Although the movants relied on the affirmed medical reports of Dr. Marc Brown, TMO's radiologist, his conclusions, based upon his review of her magnetic resonance imaging studies, that the injuries noted in the injured plaintiff's cervical and lumbar spine were not the result of the subject accident but were the result of pre-existing degeneration, were not sufficient to establish the movants respective prima facie burdens. Dr. Brown's conclusions were insufficient because the injured plaintiff alleged not only cervical and lumbar spine injuries in her bill of particulars, but also alleged injury to her right shoulder. While Dr. Weiland and Dr. Sun noted in their respective reports that, on the date of their examinations, the injured plaintiff had full range of motion in her right shoulder, those findings were made one year and nine months post-accident. There was no opinion offered by any of the experts relied upon by the movants as to whether the injured plaintiff's alleged right shoulder injury prevented her from working for approximately five months during the first 180 days immediately following the subject accident. Thus, the movants failed to establish their respective prima facie burdens.
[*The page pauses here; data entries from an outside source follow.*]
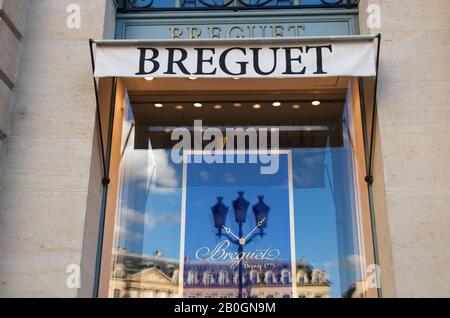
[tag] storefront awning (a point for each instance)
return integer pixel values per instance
(244, 58)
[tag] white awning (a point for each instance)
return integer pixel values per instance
(244, 58)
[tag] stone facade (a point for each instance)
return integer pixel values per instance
(414, 119)
(47, 164)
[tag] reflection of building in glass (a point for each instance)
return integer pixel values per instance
(156, 276)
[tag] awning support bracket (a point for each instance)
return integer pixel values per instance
(369, 175)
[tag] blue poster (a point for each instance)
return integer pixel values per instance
(237, 224)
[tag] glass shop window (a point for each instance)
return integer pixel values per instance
(217, 225)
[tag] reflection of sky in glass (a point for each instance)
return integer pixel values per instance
(325, 206)
(314, 208)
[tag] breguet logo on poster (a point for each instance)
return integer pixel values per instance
(221, 252)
Since the movants failed to meet their respective prima facie burdens, it is unnecessary to consider whether the injured plaintiff's opposition papers were sufficient to raise a triable issue of fact (see Jensen v Nicmanda Trucking, Inc., 47 AD3d 769; Alexandre v Dweck, 44 AD3d 597; Sayers v Hot, 23 AD3d 453).

MASTRO, J.P., FISHER, FLORIO, CARNI and ENG, JJ., concur.